A Polish art theorist, Dlubak (1921-2005) taught himself painting and drawing in the early 1940s. He produced his first photographs while he was a prisoner at the Mauthausen concentration camp (following his participation in the armed resistance and uprising in Warsaw in 1944). He was to develop this practice after the war, during a stay at a sanatorium where, deprived of painting materials, he tried experimental photography. In 1948, he exhibited in Krakow at the First National Exhibition of Modern Art, organised by Tadeusz Kantor. Caught in the restrictive and regressive view of art of the Communist party in power in Poland, Dlubak stopped his photographic activity. In 1953, he became editor-in-chief of the monthly magazine Fotografia where he worked until 1972, when he was dismissed by censorship for having published photographs that were considered politically incorrect.

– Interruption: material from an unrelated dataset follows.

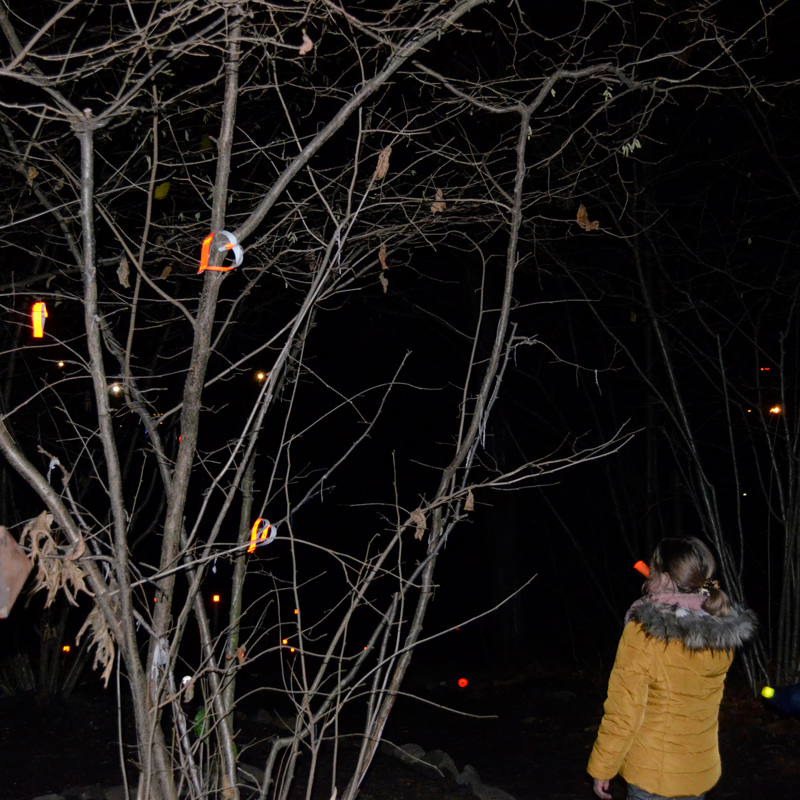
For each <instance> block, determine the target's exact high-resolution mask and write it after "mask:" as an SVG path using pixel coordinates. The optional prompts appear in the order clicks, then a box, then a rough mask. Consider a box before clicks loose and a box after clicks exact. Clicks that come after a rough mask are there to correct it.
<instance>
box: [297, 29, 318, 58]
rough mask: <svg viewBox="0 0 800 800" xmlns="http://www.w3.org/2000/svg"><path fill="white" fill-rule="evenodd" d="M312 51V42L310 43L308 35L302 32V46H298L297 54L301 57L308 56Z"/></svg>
mask: <svg viewBox="0 0 800 800" xmlns="http://www.w3.org/2000/svg"><path fill="white" fill-rule="evenodd" d="M313 49H314V42H312V41H311V38H310V37H309V35H308V34H307V33H306V32H305V31H303V44H301V45H300V47H299V49H298V52H299V53H300V55H301V56H305V55H308V53H310V52H311V51H312V50H313Z"/></svg>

From 1959, he gradually goes back to photography, documenting reality (urban landscapes and photos of his studio). Dlubak created with the Lachowicz couple the small yet influential Permafo gallery in Wroclaw where he could experiment with new scenography for his photographic series. The gallery also exhibited artists such as Bernd and Hilla Becher, Joseph Kosuth, François Morellet, Ben Vautier, etc.

Following the introduction of the martial law in Poland, Dlubak moved to France in Meudon, in 1982, and dedicated himself completely to his artistic creation. From 1989, until his death in 2005, he shared his life between Meudon and Warsaw. 

The opening of his archives after he passed away, and the researches led since 2008 by the Fundacja Archeologia Fotografii in Warsaw, have shed new light on his work.